4.      Bahasa Figuratif (Majas)
Dalam puisi Diponegoro saya menemukan majas perbandingan, hiperbola yaitu pada “Ini barisan tak bergenderang-berpalu”. Kalimat tersebut dikategorikan sebagai majas hiperbola karena melebih-lebihkan barisan yang bergenderan-berpalu.
5.      Versivikasi
a.       Rima
Dengan pengulangan bunyi, puisi menjadi merdu jika dibaca.

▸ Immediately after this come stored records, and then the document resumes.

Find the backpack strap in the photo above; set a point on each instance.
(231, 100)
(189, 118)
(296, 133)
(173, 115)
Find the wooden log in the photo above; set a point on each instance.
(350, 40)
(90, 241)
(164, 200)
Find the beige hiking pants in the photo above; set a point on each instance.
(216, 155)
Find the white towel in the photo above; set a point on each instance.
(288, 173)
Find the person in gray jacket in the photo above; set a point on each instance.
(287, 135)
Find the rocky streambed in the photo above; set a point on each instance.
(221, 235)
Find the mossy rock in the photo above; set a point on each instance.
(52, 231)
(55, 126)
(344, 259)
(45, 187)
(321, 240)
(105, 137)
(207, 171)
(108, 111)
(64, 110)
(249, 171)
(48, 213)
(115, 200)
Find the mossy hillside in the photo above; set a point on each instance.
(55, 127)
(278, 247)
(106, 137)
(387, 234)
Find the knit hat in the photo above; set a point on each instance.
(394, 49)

Pada bait pertama bunyi yang cukup dominan adalah / i/

Di masa pembangunan ini
tuan hidup kembali
Dan bara kagum menjadi api
b.      Ritma
Yaitu pemotongan frasa-frasa yang diulang.

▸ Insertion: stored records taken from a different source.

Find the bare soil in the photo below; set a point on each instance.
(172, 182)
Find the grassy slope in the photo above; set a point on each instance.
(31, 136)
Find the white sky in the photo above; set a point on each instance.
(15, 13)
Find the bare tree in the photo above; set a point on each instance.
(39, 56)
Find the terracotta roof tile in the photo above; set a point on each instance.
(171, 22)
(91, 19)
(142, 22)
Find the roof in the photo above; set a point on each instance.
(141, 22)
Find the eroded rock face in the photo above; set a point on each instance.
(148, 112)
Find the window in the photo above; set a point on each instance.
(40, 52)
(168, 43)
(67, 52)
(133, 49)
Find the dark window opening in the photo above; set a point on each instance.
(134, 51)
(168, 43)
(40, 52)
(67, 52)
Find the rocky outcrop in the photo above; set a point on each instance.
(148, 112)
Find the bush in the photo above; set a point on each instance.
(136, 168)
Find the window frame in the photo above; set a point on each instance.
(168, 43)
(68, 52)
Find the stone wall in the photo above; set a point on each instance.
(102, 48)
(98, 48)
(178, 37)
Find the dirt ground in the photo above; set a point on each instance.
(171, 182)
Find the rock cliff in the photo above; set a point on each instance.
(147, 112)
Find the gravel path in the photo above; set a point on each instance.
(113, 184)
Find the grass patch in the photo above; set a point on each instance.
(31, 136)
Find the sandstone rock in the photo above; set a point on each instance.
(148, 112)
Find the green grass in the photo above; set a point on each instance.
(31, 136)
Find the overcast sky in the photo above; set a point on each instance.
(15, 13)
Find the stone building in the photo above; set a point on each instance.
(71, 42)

Pemotongan frasa-frasa dalam puisi Diponegoro tiap baris.

Punah di atas menghamba/
Binasa di atas ditindas/
Sesungguhnya jalan ajal baru tercapai/
Jika hidup harus merasai/
6.      Tata Wajah
Diponegoro merupakan puisi yang masuk dalam kategori konvensional sehinnga baris dan bait yang digunakan masih seperti puisi sebagaimana umumnya, namun walaupun konvensional Chairil Anwar tidak terpaku dengan aturan-aturan puisi pada periode sebelumnya.
B.     Struktur Batin
1.      Tema
Tema merupakan gagasan pokok yang dikemukakan oleh penyair. Tema yang saya tangkap setelah membaca puisi Diponegoro adalah patriotisme atau kebangsaan, karena setelah membaca puisi tersebut dapat menumbuhkan semangat pembaca.
2.      Perasaan
Perasaan penyair yang satu dengan yagn lain berbeda-beda, Chairil Anwar dalam puisinya Diponegoro mengagumi pahlawan itu dan bermaksud untuk memberi nasehat kepada pembaca agar kepahlawanan Diponegoro menjadi apai pembangunan.
3.      Nada dan Suasana
Nada revolusioner dan semangat hendak diungkapkan Chairil Anwar dan itu berhasil pada semua bait, terlebih pada bait berikut:

Maju
Serbu
Serang
Terjang
4.      Amanat (Pesan)
Dari tema patriotisme yang dikemukakan Chairil Anwar yang dikutip didepan, kiranya dapat ditafsirkan amanat sebagai berikut “Di masa pembangunan ini” hendaknya kita mencontoh sifat patriotic beliau yang berjuang tanpa pamrih.